Czytaj też: Czy wiesz, jak działają probiotyki?
Leki hamujące biegunkę, takie jak loperamid są powszechnie nadużywane. Prawda jest taka, że użyć ich możemy jedynie wyjątkowo, nie dłużej niż przez 2 dni. Nie leczą one biegunki, a wprost przeciwnie – mogą przedłużyć okres jej trwania. Ich przyjęcie jest akceptowane zwłaszcza wtedy, gdy podejrzewamy etiologię wirusową. Dobowa dawka loperamidu nie powinna przekraczać 8 mg, a wyjątkowo i przez krótki okres czasu 16 mg.
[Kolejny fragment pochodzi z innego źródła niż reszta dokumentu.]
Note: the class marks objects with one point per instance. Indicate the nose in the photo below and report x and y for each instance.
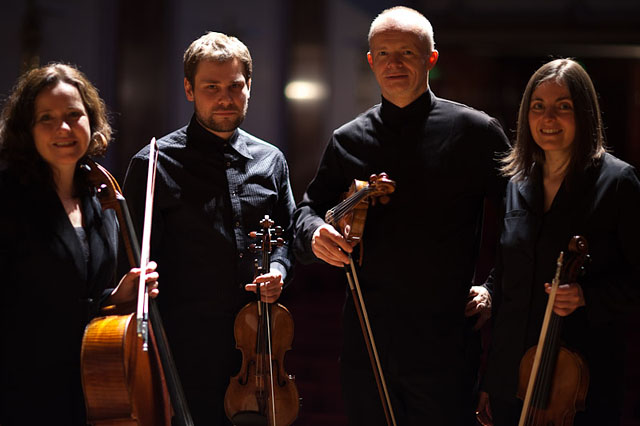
(225, 97)
(395, 60)
(549, 113)
(64, 126)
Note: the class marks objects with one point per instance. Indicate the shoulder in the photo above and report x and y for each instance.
(613, 169)
(173, 140)
(358, 124)
(258, 147)
(463, 113)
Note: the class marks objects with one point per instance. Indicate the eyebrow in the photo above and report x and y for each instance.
(557, 99)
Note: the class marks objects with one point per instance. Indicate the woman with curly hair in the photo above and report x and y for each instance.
(57, 246)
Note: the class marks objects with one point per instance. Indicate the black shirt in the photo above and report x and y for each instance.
(420, 248)
(210, 193)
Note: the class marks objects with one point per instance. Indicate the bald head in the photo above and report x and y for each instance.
(404, 19)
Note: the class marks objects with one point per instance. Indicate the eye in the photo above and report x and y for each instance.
(565, 106)
(536, 106)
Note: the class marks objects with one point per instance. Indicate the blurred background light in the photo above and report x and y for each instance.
(301, 90)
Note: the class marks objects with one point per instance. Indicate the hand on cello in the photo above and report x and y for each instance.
(569, 297)
(270, 286)
(127, 289)
(483, 410)
(479, 303)
(329, 245)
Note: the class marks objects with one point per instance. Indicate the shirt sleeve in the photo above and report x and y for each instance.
(322, 193)
(283, 215)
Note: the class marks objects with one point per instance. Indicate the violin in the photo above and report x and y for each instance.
(127, 379)
(262, 393)
(553, 380)
(349, 217)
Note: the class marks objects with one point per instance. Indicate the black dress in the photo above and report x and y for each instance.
(48, 292)
(603, 205)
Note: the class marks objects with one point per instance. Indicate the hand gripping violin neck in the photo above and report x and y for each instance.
(553, 379)
(262, 393)
(349, 218)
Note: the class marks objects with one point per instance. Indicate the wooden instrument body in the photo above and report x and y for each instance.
(568, 389)
(123, 385)
(553, 380)
(249, 390)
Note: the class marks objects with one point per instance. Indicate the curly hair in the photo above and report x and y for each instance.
(589, 143)
(17, 146)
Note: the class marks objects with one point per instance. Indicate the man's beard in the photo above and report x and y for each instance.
(221, 125)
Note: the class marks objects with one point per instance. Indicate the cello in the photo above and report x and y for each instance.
(349, 217)
(262, 393)
(128, 373)
(553, 380)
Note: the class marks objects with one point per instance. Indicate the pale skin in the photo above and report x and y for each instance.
(61, 134)
(220, 93)
(552, 123)
(401, 62)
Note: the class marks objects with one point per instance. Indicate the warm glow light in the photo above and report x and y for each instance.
(304, 90)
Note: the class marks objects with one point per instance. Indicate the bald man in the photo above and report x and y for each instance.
(420, 249)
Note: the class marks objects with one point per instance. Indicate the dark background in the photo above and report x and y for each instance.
(132, 51)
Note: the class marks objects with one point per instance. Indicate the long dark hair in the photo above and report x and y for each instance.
(17, 146)
(589, 143)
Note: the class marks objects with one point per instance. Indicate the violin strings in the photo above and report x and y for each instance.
(269, 355)
(348, 204)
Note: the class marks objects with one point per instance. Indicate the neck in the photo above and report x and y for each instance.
(556, 165)
(64, 181)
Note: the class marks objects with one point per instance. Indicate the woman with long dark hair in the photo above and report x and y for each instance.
(564, 183)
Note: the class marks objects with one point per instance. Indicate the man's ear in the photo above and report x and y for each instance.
(188, 90)
(433, 58)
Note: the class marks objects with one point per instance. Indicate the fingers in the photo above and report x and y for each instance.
(328, 245)
(270, 286)
(569, 297)
(483, 411)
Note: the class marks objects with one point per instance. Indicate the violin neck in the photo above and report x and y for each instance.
(348, 204)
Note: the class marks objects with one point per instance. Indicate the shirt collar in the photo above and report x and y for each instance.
(203, 140)
(415, 112)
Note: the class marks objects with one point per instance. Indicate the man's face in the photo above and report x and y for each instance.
(220, 94)
(401, 64)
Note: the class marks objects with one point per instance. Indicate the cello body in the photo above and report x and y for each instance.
(127, 380)
(123, 385)
(568, 388)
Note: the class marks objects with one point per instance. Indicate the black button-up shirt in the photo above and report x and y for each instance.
(210, 193)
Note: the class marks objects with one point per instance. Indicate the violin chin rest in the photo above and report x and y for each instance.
(249, 418)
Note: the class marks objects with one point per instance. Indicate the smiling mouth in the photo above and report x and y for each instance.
(64, 144)
(550, 131)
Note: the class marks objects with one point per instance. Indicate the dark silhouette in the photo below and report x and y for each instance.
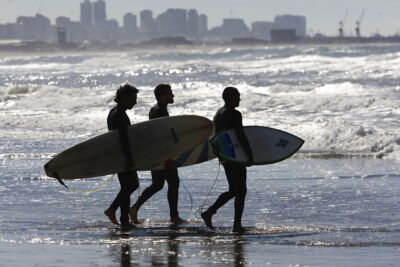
(118, 120)
(227, 118)
(164, 96)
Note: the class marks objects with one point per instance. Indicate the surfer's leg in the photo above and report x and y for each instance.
(222, 199)
(240, 189)
(173, 189)
(173, 194)
(156, 185)
(129, 183)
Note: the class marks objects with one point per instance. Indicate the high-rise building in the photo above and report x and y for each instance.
(147, 24)
(130, 23)
(173, 22)
(99, 13)
(86, 14)
(36, 28)
(262, 29)
(193, 22)
(286, 22)
(203, 24)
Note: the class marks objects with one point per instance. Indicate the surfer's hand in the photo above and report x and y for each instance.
(129, 165)
(250, 162)
(169, 164)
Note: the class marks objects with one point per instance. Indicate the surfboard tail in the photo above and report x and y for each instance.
(53, 174)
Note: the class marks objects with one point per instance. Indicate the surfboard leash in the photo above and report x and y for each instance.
(204, 207)
(101, 187)
(190, 197)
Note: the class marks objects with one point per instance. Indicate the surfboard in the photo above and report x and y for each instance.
(268, 145)
(198, 154)
(151, 142)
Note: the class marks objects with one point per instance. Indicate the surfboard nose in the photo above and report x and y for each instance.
(47, 170)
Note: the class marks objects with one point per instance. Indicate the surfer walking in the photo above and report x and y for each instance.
(117, 119)
(228, 118)
(164, 96)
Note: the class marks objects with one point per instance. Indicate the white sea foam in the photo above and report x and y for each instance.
(342, 100)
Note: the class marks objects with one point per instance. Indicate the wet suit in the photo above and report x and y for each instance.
(228, 118)
(118, 120)
(159, 177)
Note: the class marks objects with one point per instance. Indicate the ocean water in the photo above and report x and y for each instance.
(335, 203)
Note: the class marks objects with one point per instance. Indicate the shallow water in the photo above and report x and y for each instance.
(318, 212)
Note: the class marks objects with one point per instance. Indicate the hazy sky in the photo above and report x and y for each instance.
(323, 16)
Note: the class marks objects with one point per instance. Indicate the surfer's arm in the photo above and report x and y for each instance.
(123, 133)
(121, 124)
(243, 138)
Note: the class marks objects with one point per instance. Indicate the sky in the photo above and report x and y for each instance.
(323, 16)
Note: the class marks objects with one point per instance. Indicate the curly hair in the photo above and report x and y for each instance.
(125, 90)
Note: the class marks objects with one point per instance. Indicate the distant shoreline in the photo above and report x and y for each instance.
(22, 47)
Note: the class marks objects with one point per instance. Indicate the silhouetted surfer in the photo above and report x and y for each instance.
(164, 96)
(228, 118)
(125, 98)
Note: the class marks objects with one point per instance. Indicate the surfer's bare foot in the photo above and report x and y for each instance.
(133, 215)
(178, 220)
(238, 229)
(207, 219)
(111, 216)
(127, 227)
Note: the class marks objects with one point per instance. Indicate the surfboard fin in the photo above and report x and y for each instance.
(59, 180)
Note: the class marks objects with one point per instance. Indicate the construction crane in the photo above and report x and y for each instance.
(358, 24)
(341, 25)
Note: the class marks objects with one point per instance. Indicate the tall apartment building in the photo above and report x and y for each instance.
(287, 22)
(262, 29)
(99, 13)
(193, 22)
(147, 24)
(172, 22)
(203, 24)
(87, 14)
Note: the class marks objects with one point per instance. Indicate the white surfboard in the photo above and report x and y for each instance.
(268, 145)
(151, 142)
(195, 155)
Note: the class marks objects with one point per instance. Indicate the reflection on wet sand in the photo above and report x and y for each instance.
(173, 249)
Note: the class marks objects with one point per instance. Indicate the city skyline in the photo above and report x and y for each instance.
(322, 16)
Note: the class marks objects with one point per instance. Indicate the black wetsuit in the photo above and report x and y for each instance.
(225, 119)
(160, 176)
(118, 120)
Standardowo o antybiotykach myślimy tylko wtedy, gdy chory gorączkuje ponad 38 stopni, jego stan ogólny się pogarsza, a stolec zawiera domieszkę krwi bądź wykryto w nim laktoferynę. Leczenia wymagają także chorzy z podejrzeniem cholery, duru brzusznego, szigellozy i lambliozy. W tych sytuacjach konieczna może być hospitalizacja i wykonanie posiewu, od którego uzależnione będzie dalsze leczenie (zazwyczaj w grę wchodzą antybiotyki fluorochinolonowe, makrolidy, cefalosporyny i metronidazol).
Obecność krwi w stolcu, bez gorączki, nie jest wskazaniem do antybiotykoterapii!
Uwaga! Powyższa porada jest jedynie sugestią i nie może zastąpić wizyty u specjalisty. Pamiętaj, że w przypadku problemów ze zdrowiem należy bezwzględnie skonsultować się z lekarzem!